2Yildiz Technical University, Department of Electronics and Communication Engineering, Istanbul, Turkey
Abstract
Regardless of origin, ethnicity, or color, heart disease is one of the top causes of mortality worldwide. Timely diagnosis and precise prediction of heart disease can significantly reduce its impact and save countless lives. The heart disease prediction model in this study was developed using a heart disease dataset collected from US citizens by the Centers for Disease Control and Prevention. Four supervised machine learning classification algorithms, logistic regression, decision tree, random forest, and k-nearest neighbors, were used for the model development and optimized by leveraging grid search, an exhaustive hyperparameter optimization technique with five-fold cross-validation. The models were evaluated and compared based on various performance metrics, including accuracy, ROC-AUC, PR-AUC, and confidence intervals for the accuracy estimates to assess model reliability. The accuracy of logistic regression, decision tree, random forest, and k-nearest neighbors classifiers was 76.25%, 93.80%, 93.95%, and 90.87%, respectively. Overall, the random forest classifier shows superiority with achieved ROC-AUC, PR-AUC, accuracy, precision, recall/sensitivity, specificity, and F1-score performance of 98.55%, 98.42%, 93.95%, 89.99%, 98.90%, 88.99%, and 94.24%, respectively. The analysis also shows that the random forest model outperforms many existing classifiers for heart disease prediction.
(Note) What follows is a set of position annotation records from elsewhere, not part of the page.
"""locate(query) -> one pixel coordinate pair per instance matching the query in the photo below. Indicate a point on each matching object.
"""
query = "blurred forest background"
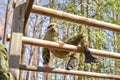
(104, 10)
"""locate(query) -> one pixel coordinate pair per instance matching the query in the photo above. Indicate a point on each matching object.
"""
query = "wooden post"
(75, 18)
(71, 72)
(16, 37)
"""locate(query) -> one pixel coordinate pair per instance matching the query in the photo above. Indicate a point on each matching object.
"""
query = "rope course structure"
(16, 38)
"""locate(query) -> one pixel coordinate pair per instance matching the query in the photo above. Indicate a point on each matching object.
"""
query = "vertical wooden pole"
(16, 38)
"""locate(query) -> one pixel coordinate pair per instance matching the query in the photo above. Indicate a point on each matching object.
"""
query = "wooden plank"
(29, 5)
(66, 47)
(16, 37)
(75, 18)
(71, 72)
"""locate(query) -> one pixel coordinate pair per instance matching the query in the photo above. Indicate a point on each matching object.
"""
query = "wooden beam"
(29, 5)
(16, 38)
(75, 18)
(71, 72)
(66, 47)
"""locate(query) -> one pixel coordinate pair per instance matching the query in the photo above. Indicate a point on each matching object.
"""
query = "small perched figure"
(52, 34)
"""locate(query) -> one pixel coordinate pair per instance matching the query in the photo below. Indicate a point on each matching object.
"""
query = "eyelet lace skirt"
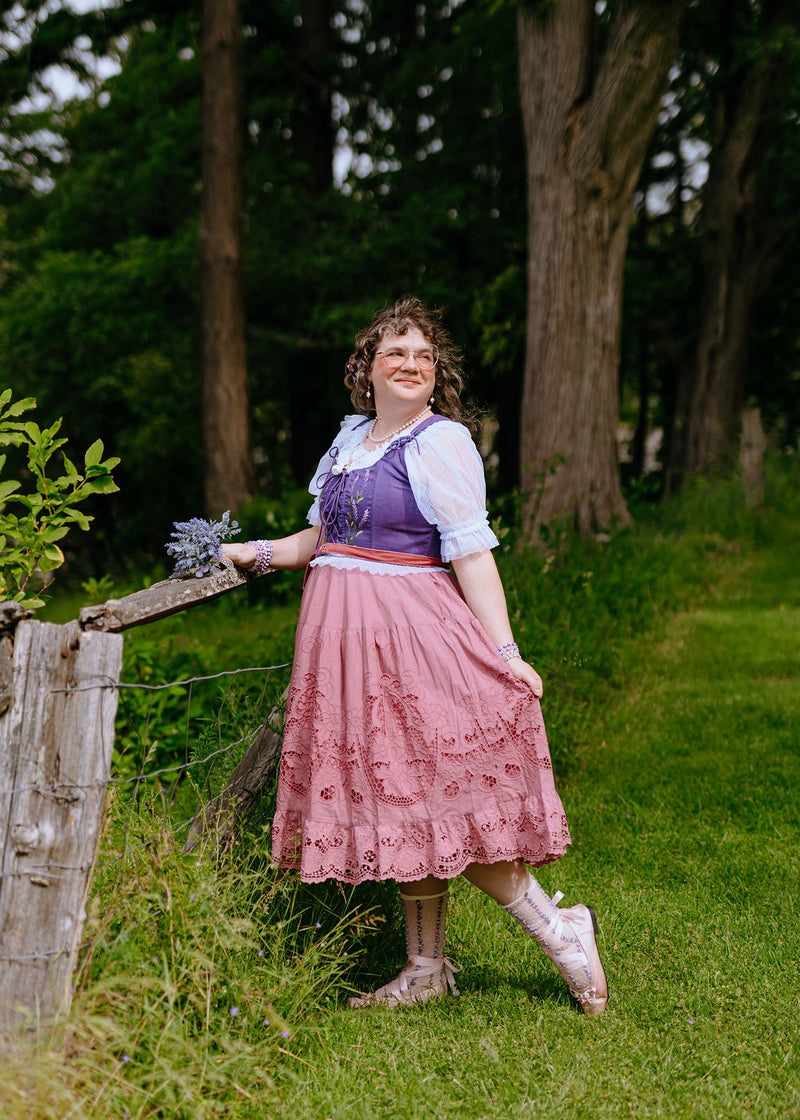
(409, 748)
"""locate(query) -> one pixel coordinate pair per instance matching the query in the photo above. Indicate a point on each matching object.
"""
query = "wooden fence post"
(55, 756)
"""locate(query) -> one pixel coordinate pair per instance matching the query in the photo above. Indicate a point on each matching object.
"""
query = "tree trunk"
(588, 112)
(224, 372)
(742, 250)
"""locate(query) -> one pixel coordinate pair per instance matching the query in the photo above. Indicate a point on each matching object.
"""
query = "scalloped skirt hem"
(363, 855)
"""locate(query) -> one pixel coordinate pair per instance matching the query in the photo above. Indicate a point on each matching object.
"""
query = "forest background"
(387, 149)
(603, 198)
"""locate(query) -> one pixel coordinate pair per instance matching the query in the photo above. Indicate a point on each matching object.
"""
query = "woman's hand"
(528, 674)
(243, 556)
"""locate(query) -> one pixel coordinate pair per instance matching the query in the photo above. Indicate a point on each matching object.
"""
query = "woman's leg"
(427, 972)
(567, 936)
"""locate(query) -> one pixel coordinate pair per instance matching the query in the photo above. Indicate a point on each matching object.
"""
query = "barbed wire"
(110, 683)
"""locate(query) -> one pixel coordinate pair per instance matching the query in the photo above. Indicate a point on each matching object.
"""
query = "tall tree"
(229, 473)
(592, 78)
(750, 218)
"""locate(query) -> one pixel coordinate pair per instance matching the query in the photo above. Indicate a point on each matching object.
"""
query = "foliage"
(28, 542)
(675, 757)
(196, 544)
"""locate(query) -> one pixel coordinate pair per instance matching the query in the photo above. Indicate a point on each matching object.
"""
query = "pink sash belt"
(382, 556)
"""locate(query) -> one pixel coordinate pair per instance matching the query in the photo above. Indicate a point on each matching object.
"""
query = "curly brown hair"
(409, 314)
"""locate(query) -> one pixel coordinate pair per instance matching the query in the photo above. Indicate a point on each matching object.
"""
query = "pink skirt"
(409, 748)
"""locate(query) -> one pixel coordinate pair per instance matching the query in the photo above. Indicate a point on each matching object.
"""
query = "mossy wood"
(164, 598)
(55, 755)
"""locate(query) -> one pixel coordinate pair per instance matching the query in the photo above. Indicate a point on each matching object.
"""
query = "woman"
(414, 746)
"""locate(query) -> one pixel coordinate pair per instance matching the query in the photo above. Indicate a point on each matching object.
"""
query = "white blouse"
(446, 475)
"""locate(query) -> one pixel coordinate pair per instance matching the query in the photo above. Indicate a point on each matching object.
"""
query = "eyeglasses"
(398, 355)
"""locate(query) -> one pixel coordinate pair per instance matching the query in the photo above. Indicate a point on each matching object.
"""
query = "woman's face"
(406, 382)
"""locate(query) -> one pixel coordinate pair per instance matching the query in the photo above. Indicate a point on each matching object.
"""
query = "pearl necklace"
(340, 468)
(380, 442)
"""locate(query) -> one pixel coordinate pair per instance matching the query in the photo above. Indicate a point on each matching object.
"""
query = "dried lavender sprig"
(196, 544)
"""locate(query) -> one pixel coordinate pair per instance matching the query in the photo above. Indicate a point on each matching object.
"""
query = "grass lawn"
(685, 819)
(219, 990)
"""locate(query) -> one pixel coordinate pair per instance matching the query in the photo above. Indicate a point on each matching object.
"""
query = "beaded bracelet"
(263, 557)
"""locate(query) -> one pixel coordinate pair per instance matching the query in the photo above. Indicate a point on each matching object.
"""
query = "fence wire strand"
(68, 792)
This novel model, leveraging a large dataset and comprehensive metrics, supports early detection in clinical settings. It also informs public health strategies by identifying highly correlated factors to heart disease, such as age category, general health, difficulty walking, and diabetes. Furthermore, for model interpretability, Shapley Additive exPlanations analysis was performed, providing explainable AI-based insights into how individual features influence predictions.